At Last evening’s training, retired police officer Ken Adams, KK6YUQ, gave a great presentation on the Incident Command System and how our ARES team fits into Centralia’s EOC.  Our EOC is small but has proven itself through several 100 year flood events and our amateur radio station, embedded in a corner of the EOC has been an important asset.  Ken also took the time to familiarize the team with the ICS-213 Resource Request form.  This form, becomes vital when the need arrives where our community must request outside resources after a disaster and it is important that all team members are familiar with its purpose, what it looks like, and how it will be used.  In a situation where all communications are down, expect amateur radio, the EOC’s amateur radio operators would be very busy sending these forms by voice or Winlink.

Ken brought some great training to our ARES meeting and the team responded accordingly asking important questions which resulted in several discussions about our role in Centralia’s Emergency Operations Center.  The ICS system is required by police and fire… and amateur radio.  Knowing how the Incident Command System functions and how it relates to our local ARES team will always be important.  Thanks to Ken for a great training presentation.

Code Oscillator gifted to the CW Class

Our CW code class has been hard at work sorting out the “dits” from the “dahs” but we’re having fun.  The group met for the first time October 24th.  Using the Gordon West instructional CD’s we’ve begun the long process of learning all those letters, numbers and punctuation.

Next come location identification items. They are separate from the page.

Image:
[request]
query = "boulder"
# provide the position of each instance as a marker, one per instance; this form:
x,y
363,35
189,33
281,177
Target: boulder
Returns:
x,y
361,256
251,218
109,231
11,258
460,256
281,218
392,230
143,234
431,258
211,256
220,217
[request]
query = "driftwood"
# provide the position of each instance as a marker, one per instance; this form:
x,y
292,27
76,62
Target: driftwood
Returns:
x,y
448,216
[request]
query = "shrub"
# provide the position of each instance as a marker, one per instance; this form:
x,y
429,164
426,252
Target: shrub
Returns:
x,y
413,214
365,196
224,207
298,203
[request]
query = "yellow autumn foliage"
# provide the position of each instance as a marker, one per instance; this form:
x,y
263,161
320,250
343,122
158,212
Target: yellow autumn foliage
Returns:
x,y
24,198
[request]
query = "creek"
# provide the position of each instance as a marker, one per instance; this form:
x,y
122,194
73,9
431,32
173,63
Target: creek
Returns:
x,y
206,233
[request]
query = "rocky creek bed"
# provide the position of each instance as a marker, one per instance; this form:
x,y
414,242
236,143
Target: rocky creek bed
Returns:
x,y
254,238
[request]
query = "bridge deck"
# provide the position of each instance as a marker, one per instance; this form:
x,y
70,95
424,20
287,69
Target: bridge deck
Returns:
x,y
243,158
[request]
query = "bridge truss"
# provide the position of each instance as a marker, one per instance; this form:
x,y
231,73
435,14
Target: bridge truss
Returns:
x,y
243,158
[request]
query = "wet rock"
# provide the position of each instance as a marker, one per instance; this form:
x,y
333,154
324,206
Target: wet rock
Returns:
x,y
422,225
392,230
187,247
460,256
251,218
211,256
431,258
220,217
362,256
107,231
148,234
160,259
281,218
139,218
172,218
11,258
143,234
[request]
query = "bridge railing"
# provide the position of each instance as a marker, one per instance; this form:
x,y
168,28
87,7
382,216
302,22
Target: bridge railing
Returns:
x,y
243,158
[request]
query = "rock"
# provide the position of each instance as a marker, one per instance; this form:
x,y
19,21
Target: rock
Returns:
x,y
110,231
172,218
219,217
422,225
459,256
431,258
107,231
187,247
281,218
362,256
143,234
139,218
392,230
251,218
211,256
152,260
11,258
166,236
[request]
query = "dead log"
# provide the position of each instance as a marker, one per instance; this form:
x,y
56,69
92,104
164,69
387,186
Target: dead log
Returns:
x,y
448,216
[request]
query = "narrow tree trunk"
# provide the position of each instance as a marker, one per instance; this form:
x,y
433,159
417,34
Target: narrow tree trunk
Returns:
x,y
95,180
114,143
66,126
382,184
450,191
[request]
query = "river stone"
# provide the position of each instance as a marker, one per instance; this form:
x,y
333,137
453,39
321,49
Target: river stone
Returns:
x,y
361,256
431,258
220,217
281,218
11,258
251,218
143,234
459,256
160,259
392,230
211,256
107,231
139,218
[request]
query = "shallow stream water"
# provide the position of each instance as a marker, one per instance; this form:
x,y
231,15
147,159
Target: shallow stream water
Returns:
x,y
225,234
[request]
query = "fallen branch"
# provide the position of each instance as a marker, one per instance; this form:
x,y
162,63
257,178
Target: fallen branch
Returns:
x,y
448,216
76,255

Now, down the road almost two weeks, I’m sure many are sick and tired of those practice CD’s.  Still, the Gordon West system is a fun and easy way to learn the code and working together as a class is an easier way to learn than by yourself.  At last night’s ARES training, team member and advisor Lyle Olmsted, KB7PI, gifted our code class with a sweet little MFJ-557 straight key code oscillator and speaker system.  This practice key will allow the group to put the code into practice so we can hear each and every mistake and success.  Learning the code by listening to instruction CD’s is only half the battle.  You can’t use the Morse Code unless you can both receive and send it.  Many of our group don’t currently have a way to practice sending the code so this gift will be fun to have.

Thanks to Lyle for his generous gift.